For my experiment, I crawled several thousand pages from The New York Times. Using The Times’ pages was a natural choice, both because lots of data experiments use this source, and also because I know they share the keywords they associate to each URL as a metadata field. After doing some de-duplication and other cleaning, I ended up with a my data set of 2,142 stories, choosing articles in three main categories: politics, art and entertainment and business.
I wanted to run an A/B test on the data, modeling the association between the known category of a URL and its assigned keywords as the A side of the test. Next, I modeled the association between the known category of a URL and a feature set, where the feature set is semantically generated data about that URL in the form of entities – the people, places, things and emotions present in the content.
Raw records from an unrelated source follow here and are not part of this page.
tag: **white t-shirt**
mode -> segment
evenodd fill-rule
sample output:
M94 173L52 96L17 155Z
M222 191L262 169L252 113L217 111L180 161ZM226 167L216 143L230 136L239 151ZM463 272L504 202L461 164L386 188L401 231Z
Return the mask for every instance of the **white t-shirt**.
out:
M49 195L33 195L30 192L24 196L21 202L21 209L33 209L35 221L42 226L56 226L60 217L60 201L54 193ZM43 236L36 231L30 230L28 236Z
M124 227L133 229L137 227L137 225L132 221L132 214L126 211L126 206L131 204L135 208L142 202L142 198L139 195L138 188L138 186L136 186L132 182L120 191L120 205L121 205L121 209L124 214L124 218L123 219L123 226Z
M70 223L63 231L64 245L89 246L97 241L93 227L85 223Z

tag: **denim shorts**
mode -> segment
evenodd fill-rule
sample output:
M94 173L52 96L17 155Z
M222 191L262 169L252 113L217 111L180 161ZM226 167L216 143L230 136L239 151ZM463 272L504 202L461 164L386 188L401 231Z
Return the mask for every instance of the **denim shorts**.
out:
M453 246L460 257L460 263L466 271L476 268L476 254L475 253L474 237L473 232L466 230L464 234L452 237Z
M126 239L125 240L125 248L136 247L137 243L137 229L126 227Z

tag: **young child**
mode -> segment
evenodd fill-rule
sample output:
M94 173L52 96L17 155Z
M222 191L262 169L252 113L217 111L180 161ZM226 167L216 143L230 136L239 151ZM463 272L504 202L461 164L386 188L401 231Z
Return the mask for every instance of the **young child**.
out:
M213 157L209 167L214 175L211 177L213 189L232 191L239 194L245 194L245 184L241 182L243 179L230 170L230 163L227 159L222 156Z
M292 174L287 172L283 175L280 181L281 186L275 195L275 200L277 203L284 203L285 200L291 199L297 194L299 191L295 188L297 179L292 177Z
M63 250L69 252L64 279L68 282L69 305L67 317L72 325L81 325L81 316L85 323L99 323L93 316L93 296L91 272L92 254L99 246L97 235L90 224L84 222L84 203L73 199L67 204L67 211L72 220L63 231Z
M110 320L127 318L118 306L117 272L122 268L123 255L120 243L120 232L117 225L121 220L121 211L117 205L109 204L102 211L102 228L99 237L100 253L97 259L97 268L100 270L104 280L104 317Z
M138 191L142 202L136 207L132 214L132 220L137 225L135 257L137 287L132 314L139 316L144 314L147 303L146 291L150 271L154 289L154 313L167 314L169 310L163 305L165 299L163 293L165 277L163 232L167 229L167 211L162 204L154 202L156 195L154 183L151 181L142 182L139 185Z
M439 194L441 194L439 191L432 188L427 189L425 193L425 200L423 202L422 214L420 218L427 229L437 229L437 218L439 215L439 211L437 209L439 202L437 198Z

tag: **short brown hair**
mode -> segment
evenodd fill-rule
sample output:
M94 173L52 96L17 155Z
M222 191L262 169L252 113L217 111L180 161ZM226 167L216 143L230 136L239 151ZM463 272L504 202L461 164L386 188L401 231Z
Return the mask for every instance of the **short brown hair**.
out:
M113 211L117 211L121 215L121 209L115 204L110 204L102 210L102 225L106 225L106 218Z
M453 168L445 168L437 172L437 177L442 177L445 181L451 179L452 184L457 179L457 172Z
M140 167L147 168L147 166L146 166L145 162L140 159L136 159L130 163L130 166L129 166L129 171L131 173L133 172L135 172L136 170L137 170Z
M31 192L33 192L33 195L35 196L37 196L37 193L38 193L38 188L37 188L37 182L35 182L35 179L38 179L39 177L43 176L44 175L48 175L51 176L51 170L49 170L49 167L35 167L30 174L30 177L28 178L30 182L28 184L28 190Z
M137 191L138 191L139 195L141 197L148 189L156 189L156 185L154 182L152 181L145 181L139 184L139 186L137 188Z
This is the B side of the test. The difference between the models will express the advantages of one form of contextual targeting over another.
By the way, the Big Data term to use here is that we are constructing a “supervised learning” model. This means we know the categorical outcome of each URL as “truth” and are testing the independent variables that will prove to be the best predictors of a category to assign new URLs later.
I used a Big Data estimation package called R (http://www.r-project.org/) and the user interface R-Studio (http://www.rstudio.com/). This was just one of several options out there, including Orange, which is much more GUI driven and has good set of estimators (http://orange.biolab.si/).
For both the A and B test I chose to use an ensemble model approach. This means that I use multiple sampling runs and multiple estimation models in combination in what is termed a “machine learning” approach to finding the best fit. After lots of iterative experimentation, I chose to use the following estimation models; Maximum Entropy, Support Vector Machine (SVM) and Random Forests (RF).
The A Test Outcome
The table below shows the core measurements of fit for the keyword A-side test. The Ensemble Recall measure is about the ability of keywords to “nominate” or identify a category at all. This means that keywords can be used about 70% of the time to nominate a category. It also means that 3 out of 10 times, keywords will fail to accurately represent what an article is actually about.
The accuracy measures per model type indicate the percentage of time the category nominated is correct. Averaging the three models means that keywords correctly identify the category only in 1 out of 3 cases.
The B Test Outcome
Semantic processing, whose goal it is to mimic the comprehension and richness of human understanding, provides a stark difference. In the B side of the test, semantic data correctly identifies a category almost every time as shown by the 95% recall measure.
In terms of accuracy, instead of 1 out of 3 stories being correct, 2 out of 3 are correct.
Thinking about the two measures together and comparing the A and B tests provides even starker relief. It is not at all clear at all why anyone would use a targeting technique that fails to assign an understanding of content 30% of time, and when it does it is wrong 66% of the time. This does not seem to be a technology you can rely on to satisfy the demands of advertisers.
Semantic data, on the other hand, almost always provides an answer and only gets 1/3 of them wrong. In practice, the accuracy number is typically higher as the specific needs of advertisers are understood in terms of optimization, audience characteristics and brand safety concerns.
A successful advertisement is a vital factor that helps contribute to growing your top line. With so many display ad impressions wasted and misplaced, it is not that we can immediately fix all of the problems. But technology gives us a new chance to start moving in a new direction to re-establish the credibility of online ads: a fundamental step in making the economics of digital advertising work for buyer, seller and consumer.